Las democracias de todo el mundo están inmersas en una crisis u otra, por lo que medidas de su salud van en la dirección equivocada. Muchos ven el declive de la industria de las noticias como un factor contribuyente. No es de extrañar, entonces, que averiguar cómo pagar el periodismo sea un tema urgente y que algunos gobiernos sigan adelante con planes ambiciosos. Las grandes ideas sobre formas de canalizar miles de millones de dólares hacia las salas de redacción son raras, pero es hora de apostar por más de una.

Esta idea llamó la atención del mundo esta semana: una ley australiana que obligaría a las plataformas de búsqueda y redes sociales a pagar a las organizaciones de noticias por vincular su contenido. Google ha decidido cumplir con la ley y está haciendo acuerdos con importantes empresas como News Corp, Nine y Seven West Media. Pero Facebook tomó la otra ruta: en lugar de pagar por que las noticias aparecieran en su plataforma, el gigante de las redes sociales impidió que los usuarios australianos accedan y compartan noticias por completo.

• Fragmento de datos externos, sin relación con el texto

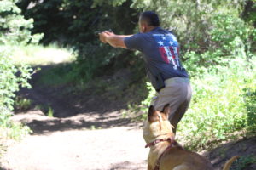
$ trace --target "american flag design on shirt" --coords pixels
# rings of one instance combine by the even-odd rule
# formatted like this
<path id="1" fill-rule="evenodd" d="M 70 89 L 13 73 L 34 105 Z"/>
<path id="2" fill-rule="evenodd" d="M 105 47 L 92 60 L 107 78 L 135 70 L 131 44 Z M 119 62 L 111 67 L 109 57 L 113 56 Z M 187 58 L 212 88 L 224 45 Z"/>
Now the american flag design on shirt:
<path id="1" fill-rule="evenodd" d="M 162 60 L 173 65 L 173 69 L 180 67 L 179 64 L 179 47 L 176 37 L 172 34 L 153 34 L 154 41 L 158 44 L 158 48 Z"/>

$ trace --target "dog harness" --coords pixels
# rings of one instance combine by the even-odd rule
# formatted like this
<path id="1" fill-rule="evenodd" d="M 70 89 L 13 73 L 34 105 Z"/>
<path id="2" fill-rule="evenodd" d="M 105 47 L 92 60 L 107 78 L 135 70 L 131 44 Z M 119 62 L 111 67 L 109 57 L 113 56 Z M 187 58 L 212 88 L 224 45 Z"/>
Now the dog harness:
<path id="1" fill-rule="evenodd" d="M 157 159 L 157 162 L 156 162 L 156 164 L 155 164 L 155 167 L 154 167 L 154 170 L 160 170 L 160 161 L 161 157 L 167 152 L 167 150 L 170 148 L 174 147 L 177 143 L 174 140 L 174 137 L 171 137 L 171 138 L 168 138 L 168 139 L 161 139 L 154 140 L 153 142 L 151 142 L 149 144 L 147 144 L 146 146 L 145 146 L 145 148 L 148 148 L 148 147 L 153 146 L 153 145 L 154 145 L 158 143 L 165 142 L 165 141 L 169 141 L 170 145 L 165 150 L 165 151 L 163 151 L 163 153 Z"/>

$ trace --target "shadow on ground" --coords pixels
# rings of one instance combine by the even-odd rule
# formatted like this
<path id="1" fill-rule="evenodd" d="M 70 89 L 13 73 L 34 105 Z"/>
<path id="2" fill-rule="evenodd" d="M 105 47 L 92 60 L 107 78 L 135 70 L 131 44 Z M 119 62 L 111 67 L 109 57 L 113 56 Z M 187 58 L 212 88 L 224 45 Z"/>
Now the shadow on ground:
<path id="1" fill-rule="evenodd" d="M 232 163 L 230 170 L 256 169 L 256 136 L 225 143 L 204 156 L 213 164 L 214 170 L 222 169 L 224 163 L 236 156 L 240 158 Z"/>

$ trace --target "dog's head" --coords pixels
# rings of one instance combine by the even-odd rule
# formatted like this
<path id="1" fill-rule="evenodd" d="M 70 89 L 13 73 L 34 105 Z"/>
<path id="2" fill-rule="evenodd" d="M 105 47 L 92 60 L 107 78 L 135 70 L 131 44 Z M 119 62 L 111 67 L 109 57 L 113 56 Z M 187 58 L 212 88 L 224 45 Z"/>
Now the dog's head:
<path id="1" fill-rule="evenodd" d="M 162 138 L 174 136 L 169 120 L 169 104 L 166 105 L 162 111 L 156 110 L 153 105 L 148 109 L 148 120 L 143 128 L 143 138 L 147 144 Z"/>

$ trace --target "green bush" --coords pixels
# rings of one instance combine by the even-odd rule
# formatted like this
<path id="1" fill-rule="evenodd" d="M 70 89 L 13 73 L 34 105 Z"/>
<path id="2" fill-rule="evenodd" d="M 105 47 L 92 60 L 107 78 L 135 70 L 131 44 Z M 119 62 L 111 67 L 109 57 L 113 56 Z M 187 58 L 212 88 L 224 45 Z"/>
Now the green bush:
<path id="1" fill-rule="evenodd" d="M 0 1 L 0 138 L 20 138 L 27 133 L 27 128 L 9 121 L 13 110 L 15 92 L 28 87 L 32 69 L 25 65 L 17 67 L 13 63 L 14 48 L 18 44 L 37 42 L 42 35 L 32 35 L 32 20 L 25 20 L 16 7 L 16 0 Z M 5 135 L 6 134 L 6 135 Z"/>
<path id="2" fill-rule="evenodd" d="M 177 138 L 190 148 L 204 148 L 212 141 L 230 138 L 236 131 L 256 131 L 256 56 L 230 60 L 229 65 L 206 71 L 191 78 L 190 106 L 177 128 Z M 143 111 L 154 94 L 149 82 Z M 144 116 L 146 117 L 146 116 Z"/>

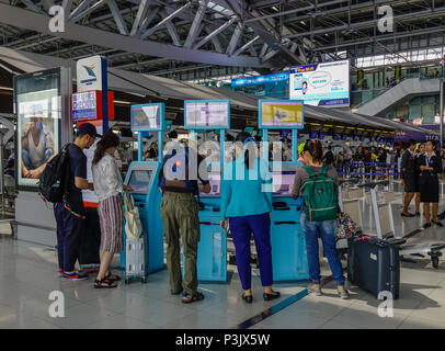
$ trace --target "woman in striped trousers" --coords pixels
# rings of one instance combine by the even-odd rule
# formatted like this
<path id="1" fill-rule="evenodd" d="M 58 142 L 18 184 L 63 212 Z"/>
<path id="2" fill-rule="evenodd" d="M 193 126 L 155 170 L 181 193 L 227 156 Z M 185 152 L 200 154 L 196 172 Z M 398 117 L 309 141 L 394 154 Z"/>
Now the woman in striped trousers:
<path id="1" fill-rule="evenodd" d="M 123 249 L 123 213 L 122 192 L 132 191 L 124 185 L 117 168 L 114 151 L 119 145 L 119 138 L 112 131 L 106 132 L 98 141 L 92 162 L 94 192 L 99 197 L 99 219 L 101 223 L 101 268 L 94 282 L 94 287 L 116 287 L 121 280 L 110 272 L 114 253 Z"/>

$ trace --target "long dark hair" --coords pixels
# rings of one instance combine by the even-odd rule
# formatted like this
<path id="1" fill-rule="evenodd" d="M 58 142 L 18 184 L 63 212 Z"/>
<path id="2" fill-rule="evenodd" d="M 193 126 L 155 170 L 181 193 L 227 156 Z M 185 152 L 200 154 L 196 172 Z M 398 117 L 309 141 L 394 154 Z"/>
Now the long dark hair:
<path id="1" fill-rule="evenodd" d="M 320 140 L 309 140 L 305 144 L 305 151 L 309 151 L 315 162 L 322 162 L 323 160 L 323 146 Z"/>
<path id="2" fill-rule="evenodd" d="M 252 138 L 252 135 L 250 133 L 241 132 L 235 138 L 235 143 L 240 141 L 244 146 L 246 139 L 248 139 L 248 138 L 251 138 L 252 140 L 249 139 L 249 140 L 247 140 L 247 143 L 254 143 L 254 140 Z M 246 148 L 246 150 L 244 150 L 244 163 L 246 163 L 246 167 L 250 169 L 253 162 L 249 161 L 249 154 L 250 154 L 249 148 Z"/>
<path id="3" fill-rule="evenodd" d="M 110 147 L 117 147 L 119 145 L 119 137 L 112 131 L 104 133 L 102 139 L 100 139 L 95 146 L 93 166 L 98 165 L 102 157 L 105 155 L 105 150 Z"/>

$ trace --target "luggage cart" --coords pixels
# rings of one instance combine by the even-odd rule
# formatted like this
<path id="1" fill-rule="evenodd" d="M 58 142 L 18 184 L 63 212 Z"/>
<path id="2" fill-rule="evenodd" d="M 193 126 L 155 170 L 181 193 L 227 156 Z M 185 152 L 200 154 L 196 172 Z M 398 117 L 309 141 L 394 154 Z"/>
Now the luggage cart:
<path id="1" fill-rule="evenodd" d="M 400 242 L 399 254 L 402 261 L 417 263 L 414 260 L 404 258 L 404 256 L 420 256 L 425 254 L 431 257 L 432 264 L 435 269 L 438 269 L 438 259 L 442 257 L 442 250 L 445 248 L 445 244 L 427 242 L 418 245 L 406 245 L 404 238 L 396 238 L 396 230 L 392 218 L 391 201 L 395 199 L 393 192 L 387 192 L 387 196 L 384 196 L 386 203 L 378 203 L 377 201 L 377 185 L 388 185 L 388 181 L 380 181 L 369 184 L 362 184 L 358 186 L 368 188 L 370 191 L 373 216 L 377 228 L 377 237 L 379 239 L 386 239 L 391 242 Z"/>

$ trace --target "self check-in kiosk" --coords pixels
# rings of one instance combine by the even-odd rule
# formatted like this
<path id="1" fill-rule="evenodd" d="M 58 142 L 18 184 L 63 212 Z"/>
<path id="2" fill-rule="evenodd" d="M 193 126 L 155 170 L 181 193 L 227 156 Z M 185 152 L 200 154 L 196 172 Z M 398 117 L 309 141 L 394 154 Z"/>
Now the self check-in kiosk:
<path id="1" fill-rule="evenodd" d="M 306 242 L 300 226 L 301 199 L 292 197 L 297 162 L 297 129 L 304 127 L 303 101 L 259 100 L 259 128 L 263 155 L 269 155 L 269 129 L 292 129 L 292 161 L 272 162 L 272 267 L 274 282 L 309 278 Z"/>
<path id="2" fill-rule="evenodd" d="M 210 193 L 199 193 L 199 230 L 197 249 L 197 279 L 199 282 L 227 282 L 227 233 L 219 227 L 221 166 L 224 162 L 225 129 L 230 127 L 230 102 L 228 100 L 184 101 L 184 128 L 196 140 L 196 131 L 219 131 L 220 158 L 208 163 Z M 214 166 L 214 167 L 213 167 Z"/>
<path id="3" fill-rule="evenodd" d="M 160 157 L 158 161 L 142 161 L 142 134 L 145 132 L 158 132 L 159 155 L 162 155 L 163 128 L 163 103 L 132 105 L 132 132 L 138 133 L 138 161 L 130 163 L 125 184 L 132 186 L 132 195 L 135 199 L 135 204 L 139 207 L 146 247 L 147 273 L 164 268 L 163 226 L 160 216 L 162 194 L 158 188 L 162 158 Z M 125 249 L 121 252 L 121 268 L 125 269 Z"/>

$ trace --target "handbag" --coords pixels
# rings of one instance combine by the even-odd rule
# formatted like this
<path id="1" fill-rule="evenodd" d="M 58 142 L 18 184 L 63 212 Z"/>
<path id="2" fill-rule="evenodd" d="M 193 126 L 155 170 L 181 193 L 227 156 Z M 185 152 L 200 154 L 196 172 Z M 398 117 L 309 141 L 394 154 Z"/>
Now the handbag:
<path id="1" fill-rule="evenodd" d="M 357 224 L 347 213 L 341 213 L 336 218 L 336 240 L 352 238 L 360 231 Z"/>
<path id="2" fill-rule="evenodd" d="M 140 223 L 139 208 L 135 206 L 132 194 L 124 192 L 124 205 L 125 234 L 128 239 L 137 240 L 142 235 L 142 224 Z"/>

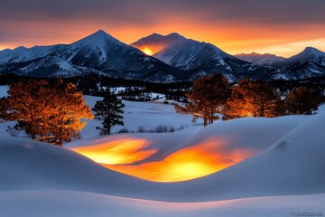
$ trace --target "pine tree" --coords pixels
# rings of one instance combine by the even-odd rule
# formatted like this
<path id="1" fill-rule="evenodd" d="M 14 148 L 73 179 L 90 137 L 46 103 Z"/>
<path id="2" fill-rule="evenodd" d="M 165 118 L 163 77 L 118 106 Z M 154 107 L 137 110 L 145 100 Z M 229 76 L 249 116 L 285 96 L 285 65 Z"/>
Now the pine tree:
<path id="1" fill-rule="evenodd" d="M 4 118 L 18 121 L 15 128 L 34 140 L 59 146 L 80 137 L 87 123 L 81 118 L 93 118 L 82 93 L 61 80 L 21 80 L 10 87 L 3 105 Z"/>
<path id="2" fill-rule="evenodd" d="M 277 116 L 280 95 L 271 85 L 244 79 L 233 88 L 223 111 L 224 119 Z"/>
<path id="3" fill-rule="evenodd" d="M 122 108 L 125 104 L 122 103 L 121 99 L 118 99 L 111 92 L 107 92 L 103 100 L 97 101 L 92 110 L 95 113 L 95 118 L 101 120 L 103 125 L 102 127 L 97 127 L 98 129 L 107 131 L 110 134 L 111 127 L 116 125 L 124 126 Z"/>
<path id="4" fill-rule="evenodd" d="M 202 118 L 204 126 L 212 124 L 219 118 L 216 113 L 221 111 L 229 90 L 229 82 L 220 73 L 201 77 L 194 80 L 192 91 L 186 94 L 190 102 L 184 107 L 175 105 L 175 110 L 181 114 L 192 114 L 193 120 Z"/>

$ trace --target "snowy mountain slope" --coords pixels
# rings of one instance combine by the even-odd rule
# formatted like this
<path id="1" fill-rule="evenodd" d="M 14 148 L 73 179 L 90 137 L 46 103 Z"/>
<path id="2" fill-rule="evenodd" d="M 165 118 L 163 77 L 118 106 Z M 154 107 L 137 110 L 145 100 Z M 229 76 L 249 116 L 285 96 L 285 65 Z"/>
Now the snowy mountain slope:
<path id="1" fill-rule="evenodd" d="M 306 47 L 302 52 L 283 61 L 279 65 L 294 65 L 307 61 L 325 66 L 325 52 L 313 47 Z"/>
<path id="2" fill-rule="evenodd" d="M 34 77 L 73 77 L 98 72 L 147 81 L 182 80 L 179 70 L 147 56 L 101 30 L 74 43 L 51 51 L 48 56 L 40 59 L 0 63 L 0 71 Z"/>
<path id="3" fill-rule="evenodd" d="M 325 75 L 325 53 L 313 47 L 279 62 L 287 80 L 307 79 Z"/>
<path id="4" fill-rule="evenodd" d="M 66 45 L 57 44 L 51 46 L 34 46 L 32 48 L 18 47 L 14 50 L 0 51 L 0 64 L 28 61 L 40 59 L 51 52 L 63 49 Z"/>
<path id="5" fill-rule="evenodd" d="M 240 54 L 236 54 L 234 56 L 240 60 L 252 62 L 253 64 L 266 65 L 266 66 L 274 66 L 274 64 L 279 63 L 280 61 L 285 60 L 285 58 L 283 57 L 276 56 L 274 54 L 270 54 L 270 53 L 260 54 L 256 52 L 252 52 L 252 53 L 240 53 Z"/>
<path id="6" fill-rule="evenodd" d="M 187 39 L 178 33 L 165 36 L 153 33 L 131 45 L 140 50 L 150 49 L 153 57 L 184 71 L 190 80 L 218 72 L 230 80 L 246 77 L 246 73 L 263 78 L 264 73 L 269 71 L 269 68 L 263 66 L 251 67 L 251 63 L 231 56 L 213 44 Z"/>

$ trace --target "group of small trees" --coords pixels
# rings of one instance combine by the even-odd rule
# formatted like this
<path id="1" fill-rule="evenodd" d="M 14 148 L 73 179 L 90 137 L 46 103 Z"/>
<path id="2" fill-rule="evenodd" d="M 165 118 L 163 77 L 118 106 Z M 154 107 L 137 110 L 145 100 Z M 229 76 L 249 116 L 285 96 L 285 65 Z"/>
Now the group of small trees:
<path id="1" fill-rule="evenodd" d="M 18 122 L 15 129 L 34 140 L 59 146 L 79 138 L 86 125 L 81 118 L 93 118 L 82 93 L 60 80 L 21 80 L 11 86 L 1 105 L 3 118 Z"/>
<path id="2" fill-rule="evenodd" d="M 230 93 L 230 84 L 222 74 L 204 76 L 193 82 L 193 90 L 187 93 L 190 102 L 184 107 L 175 105 L 176 112 L 192 114 L 193 121 L 203 118 L 203 125 L 212 124 Z"/>
<path id="3" fill-rule="evenodd" d="M 283 97 L 273 85 L 248 79 L 232 88 L 220 73 L 196 80 L 187 97 L 190 102 L 184 106 L 175 105 L 176 112 L 192 114 L 193 120 L 202 118 L 204 126 L 218 119 L 217 113 L 222 114 L 223 119 L 311 114 L 323 100 L 320 92 L 306 87 L 293 89 Z"/>
<path id="4" fill-rule="evenodd" d="M 111 93 L 96 103 L 93 111 L 102 121 L 102 129 L 109 133 L 113 126 L 123 125 L 119 115 L 123 107 Z M 14 129 L 24 131 L 34 140 L 58 146 L 80 138 L 84 119 L 94 118 L 76 85 L 61 80 L 20 80 L 1 99 L 0 109 L 0 118 L 17 121 Z"/>

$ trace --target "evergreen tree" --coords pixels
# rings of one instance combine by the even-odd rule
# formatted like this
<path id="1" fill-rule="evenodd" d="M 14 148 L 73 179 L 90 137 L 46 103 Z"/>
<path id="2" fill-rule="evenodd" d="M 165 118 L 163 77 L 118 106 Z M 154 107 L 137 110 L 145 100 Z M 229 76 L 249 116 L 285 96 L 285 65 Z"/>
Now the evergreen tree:
<path id="1" fill-rule="evenodd" d="M 122 103 L 121 99 L 118 99 L 111 92 L 107 92 L 103 100 L 97 101 L 92 110 L 95 113 L 95 118 L 101 121 L 103 127 L 97 127 L 98 129 L 107 131 L 110 134 L 111 127 L 116 125 L 124 126 L 122 108 L 125 104 Z"/>
<path id="2" fill-rule="evenodd" d="M 244 79 L 233 88 L 223 111 L 224 119 L 279 115 L 280 94 L 264 81 Z"/>
<path id="3" fill-rule="evenodd" d="M 81 118 L 93 118 L 82 93 L 61 80 L 21 80 L 10 87 L 2 105 L 4 118 L 18 121 L 16 129 L 34 140 L 59 146 L 80 137 L 87 123 Z"/>
<path id="4" fill-rule="evenodd" d="M 202 118 L 204 126 L 218 119 L 216 113 L 220 112 L 230 90 L 230 84 L 220 73 L 197 79 L 193 90 L 186 96 L 190 102 L 184 107 L 175 105 L 175 110 L 181 114 L 192 114 L 193 120 Z"/>

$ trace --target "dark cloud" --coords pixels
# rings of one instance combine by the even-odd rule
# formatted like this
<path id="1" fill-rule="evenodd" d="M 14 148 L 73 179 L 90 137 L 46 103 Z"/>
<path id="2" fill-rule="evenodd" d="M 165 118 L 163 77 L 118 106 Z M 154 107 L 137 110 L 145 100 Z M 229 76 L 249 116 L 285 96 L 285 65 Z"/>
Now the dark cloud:
<path id="1" fill-rule="evenodd" d="M 0 0 L 0 19 L 88 19 L 152 24 L 166 16 L 209 22 L 314 24 L 325 22 L 323 0 Z"/>

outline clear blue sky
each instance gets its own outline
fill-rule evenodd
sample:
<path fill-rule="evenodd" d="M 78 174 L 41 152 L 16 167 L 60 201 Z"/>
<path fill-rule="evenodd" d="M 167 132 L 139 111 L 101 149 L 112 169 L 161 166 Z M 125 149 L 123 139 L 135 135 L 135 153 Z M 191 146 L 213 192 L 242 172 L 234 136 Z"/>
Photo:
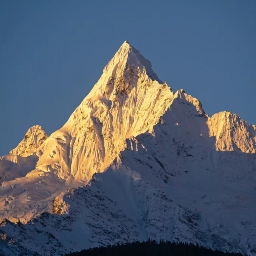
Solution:
<path fill-rule="evenodd" d="M 256 125 L 256 1 L 2 1 L 0 155 L 61 127 L 125 40 L 211 115 Z"/>

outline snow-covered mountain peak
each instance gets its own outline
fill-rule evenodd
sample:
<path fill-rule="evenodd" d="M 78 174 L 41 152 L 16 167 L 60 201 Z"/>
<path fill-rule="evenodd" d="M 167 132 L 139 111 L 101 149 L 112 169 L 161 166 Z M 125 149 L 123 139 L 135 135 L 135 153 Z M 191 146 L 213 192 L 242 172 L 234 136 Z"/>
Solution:
<path fill-rule="evenodd" d="M 128 42 L 124 41 L 104 68 L 102 75 L 86 98 L 95 94 L 108 99 L 111 94 L 128 94 L 140 77 L 157 81 L 156 85 L 163 83 L 152 70 L 151 62 Z"/>
<path fill-rule="evenodd" d="M 25 157 L 32 155 L 49 137 L 40 125 L 34 125 L 26 133 L 24 138 L 9 155 L 20 155 Z"/>

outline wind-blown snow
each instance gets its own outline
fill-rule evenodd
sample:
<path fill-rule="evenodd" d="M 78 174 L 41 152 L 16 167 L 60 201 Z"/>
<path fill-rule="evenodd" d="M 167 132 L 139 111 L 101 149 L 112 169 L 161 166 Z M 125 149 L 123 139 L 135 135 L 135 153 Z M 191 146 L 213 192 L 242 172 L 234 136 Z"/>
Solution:
<path fill-rule="evenodd" d="M 4 220 L 0 253 L 151 238 L 255 255 L 255 126 L 210 118 L 125 41 L 62 128 L 0 158 L 2 217 L 54 214 Z"/>

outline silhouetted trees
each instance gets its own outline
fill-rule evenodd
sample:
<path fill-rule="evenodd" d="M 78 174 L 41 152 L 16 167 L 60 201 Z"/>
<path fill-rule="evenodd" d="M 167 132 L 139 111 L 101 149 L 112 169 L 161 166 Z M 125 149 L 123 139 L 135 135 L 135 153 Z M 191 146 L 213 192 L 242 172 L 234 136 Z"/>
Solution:
<path fill-rule="evenodd" d="M 146 242 L 133 242 L 101 246 L 67 256 L 242 256 L 241 253 L 230 253 L 207 249 L 198 244 L 191 243 L 157 242 L 149 240 Z"/>

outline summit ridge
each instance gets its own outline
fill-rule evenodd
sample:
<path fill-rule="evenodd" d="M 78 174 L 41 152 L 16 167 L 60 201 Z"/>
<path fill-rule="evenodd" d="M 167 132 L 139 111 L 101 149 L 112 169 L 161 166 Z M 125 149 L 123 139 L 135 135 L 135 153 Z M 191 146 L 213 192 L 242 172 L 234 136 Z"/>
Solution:
<path fill-rule="evenodd" d="M 125 41 L 62 127 L 0 157 L 0 253 L 156 238 L 255 255 L 255 126 L 209 116 Z"/>

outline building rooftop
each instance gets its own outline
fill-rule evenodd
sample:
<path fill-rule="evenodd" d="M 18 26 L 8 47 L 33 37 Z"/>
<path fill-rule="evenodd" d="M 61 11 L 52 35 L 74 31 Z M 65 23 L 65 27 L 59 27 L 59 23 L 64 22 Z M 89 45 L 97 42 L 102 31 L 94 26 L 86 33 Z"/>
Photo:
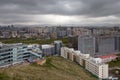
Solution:
<path fill-rule="evenodd" d="M 46 48 L 51 48 L 51 47 L 54 47 L 54 46 L 45 44 L 45 45 L 41 45 L 41 47 L 42 47 L 42 49 L 46 49 Z"/>
<path fill-rule="evenodd" d="M 25 44 L 22 43 L 16 43 L 16 44 L 3 44 L 0 43 L 0 49 L 4 49 L 4 48 L 11 48 L 11 47 L 19 47 L 19 46 L 23 46 Z"/>
<path fill-rule="evenodd" d="M 115 54 L 109 54 L 109 55 L 100 56 L 99 58 L 109 59 L 109 58 L 116 58 L 116 57 L 117 57 L 117 55 L 115 55 Z"/>

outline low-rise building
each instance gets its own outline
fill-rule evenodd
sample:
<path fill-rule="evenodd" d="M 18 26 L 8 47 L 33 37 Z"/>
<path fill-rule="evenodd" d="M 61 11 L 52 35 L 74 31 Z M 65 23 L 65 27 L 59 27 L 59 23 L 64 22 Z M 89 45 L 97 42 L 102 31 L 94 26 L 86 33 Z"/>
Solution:
<path fill-rule="evenodd" d="M 41 45 L 41 50 L 43 56 L 50 56 L 55 54 L 55 47 L 53 45 L 48 45 L 48 44 Z"/>
<path fill-rule="evenodd" d="M 100 79 L 108 79 L 108 64 L 102 63 L 100 58 L 93 58 L 90 54 L 82 54 L 80 51 L 67 47 L 61 48 L 61 56 L 79 63 Z"/>
<path fill-rule="evenodd" d="M 6 67 L 26 60 L 41 58 L 41 54 L 28 50 L 28 46 L 22 43 L 2 44 L 0 43 L 0 67 Z"/>

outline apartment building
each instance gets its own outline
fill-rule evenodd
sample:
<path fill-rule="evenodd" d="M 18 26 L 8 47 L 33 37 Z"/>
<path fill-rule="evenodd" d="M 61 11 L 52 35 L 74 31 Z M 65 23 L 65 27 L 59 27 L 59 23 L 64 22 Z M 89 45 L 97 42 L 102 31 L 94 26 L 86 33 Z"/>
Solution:
<path fill-rule="evenodd" d="M 41 55 L 28 50 L 28 45 L 0 43 L 0 67 L 10 66 L 29 60 L 32 56 L 40 58 Z"/>
<path fill-rule="evenodd" d="M 82 54 L 80 51 L 67 47 L 61 48 L 61 56 L 79 63 L 99 79 L 108 79 L 108 64 L 102 63 L 100 58 L 93 58 L 90 54 Z"/>
<path fill-rule="evenodd" d="M 93 57 L 120 52 L 119 34 L 83 35 L 78 37 L 78 50 Z"/>

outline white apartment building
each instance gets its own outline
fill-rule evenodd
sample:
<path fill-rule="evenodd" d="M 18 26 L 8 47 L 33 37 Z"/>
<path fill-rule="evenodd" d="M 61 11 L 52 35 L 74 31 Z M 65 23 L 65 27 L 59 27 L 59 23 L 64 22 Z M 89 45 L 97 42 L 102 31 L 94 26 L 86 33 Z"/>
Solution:
<path fill-rule="evenodd" d="M 99 79 L 108 79 L 108 64 L 102 63 L 100 58 L 93 58 L 89 54 L 82 54 L 80 51 L 67 47 L 61 48 L 61 56 L 79 63 Z"/>

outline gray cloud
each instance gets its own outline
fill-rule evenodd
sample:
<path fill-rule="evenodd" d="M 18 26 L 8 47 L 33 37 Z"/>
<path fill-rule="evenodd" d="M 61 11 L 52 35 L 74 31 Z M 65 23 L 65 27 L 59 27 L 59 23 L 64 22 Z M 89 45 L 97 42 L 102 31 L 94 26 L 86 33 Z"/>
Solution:
<path fill-rule="evenodd" d="M 60 15 L 75 17 L 76 20 L 79 20 L 76 16 L 80 16 L 85 19 L 94 18 L 94 22 L 96 18 L 114 16 L 116 19 L 108 20 L 108 22 L 119 22 L 119 8 L 120 0 L 0 0 L 0 23 L 35 22 L 36 20 L 32 18 L 36 15 Z M 42 23 L 49 22 L 49 20 L 45 22 L 42 19 L 44 17 L 39 19 Z"/>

Las reacciones han sido rápidas. Algunos comentaristas se lanzaron sobre las acciones de Facebook como prueba de su intención monopólica y su falta de preocupación por el discurso cívico. Otros culpan al gobierno australiano por ceder ante los intereses proteccionistas de compinches de los medios como Rupert Murdoch y poner a las empresas de tecnología en una posición absurda.

¿Qué más se puede hacer para devolver miles de millones de dólares al periodismo?

El enfoque de Australia ahora está siendo considerado por legisladores y reguladores en muchos otros gobiernos. Reuters informes que el ministro de patrimonio canadiense Steven Guilbeault dijo que Canadá modelará su propia legislación sobre la base de la ley australiana. También hay algunas similitudes en un cuenta propuesto por el congresista estadounidense David Cicilline de Rhode Island que “proporcionaría un puerto seguro temporal para que los editores de contenido en línea negociaran colectivamente con las plataformas en línea dominantes con respecto a los términos en los que se puede distribuir su contenido”.

En general, estas medidas buscan impulsar el poder de negociación de las organizaciones de noticias y ayudarlas a extraer valor de los gigantes tecnológicos para el contenido que producen las salas de redacción. La novedad del modelo australiano radica en su mecanismo de arbitraje, una especie de membrana entre las partes destinada a ayudarles a llegar a un intercambio justo de valor.

Es probable que la ley australiana se apruebe, por lo que este gran experimento de devolver el capital a los medios de comunicación pronto estará en marcha. Veremos cómo funciona, y si las preocupaciones de los oponentes se confirman, si las organizaciones de noticias más grandes tienen el privilegio de las pequeñas, por ejemplo, o si el dinero realmente termina siendo gastado en producir más periodismo.

Pero en vista de las objeciones a este enfoque, ¿qué otras opciones existen? Si los nuevos modelos de suscripción no son suficientes para sostener la industria de los medios, ¿qué más se puede hacer para devolver miles de millones de dólares al periodismo?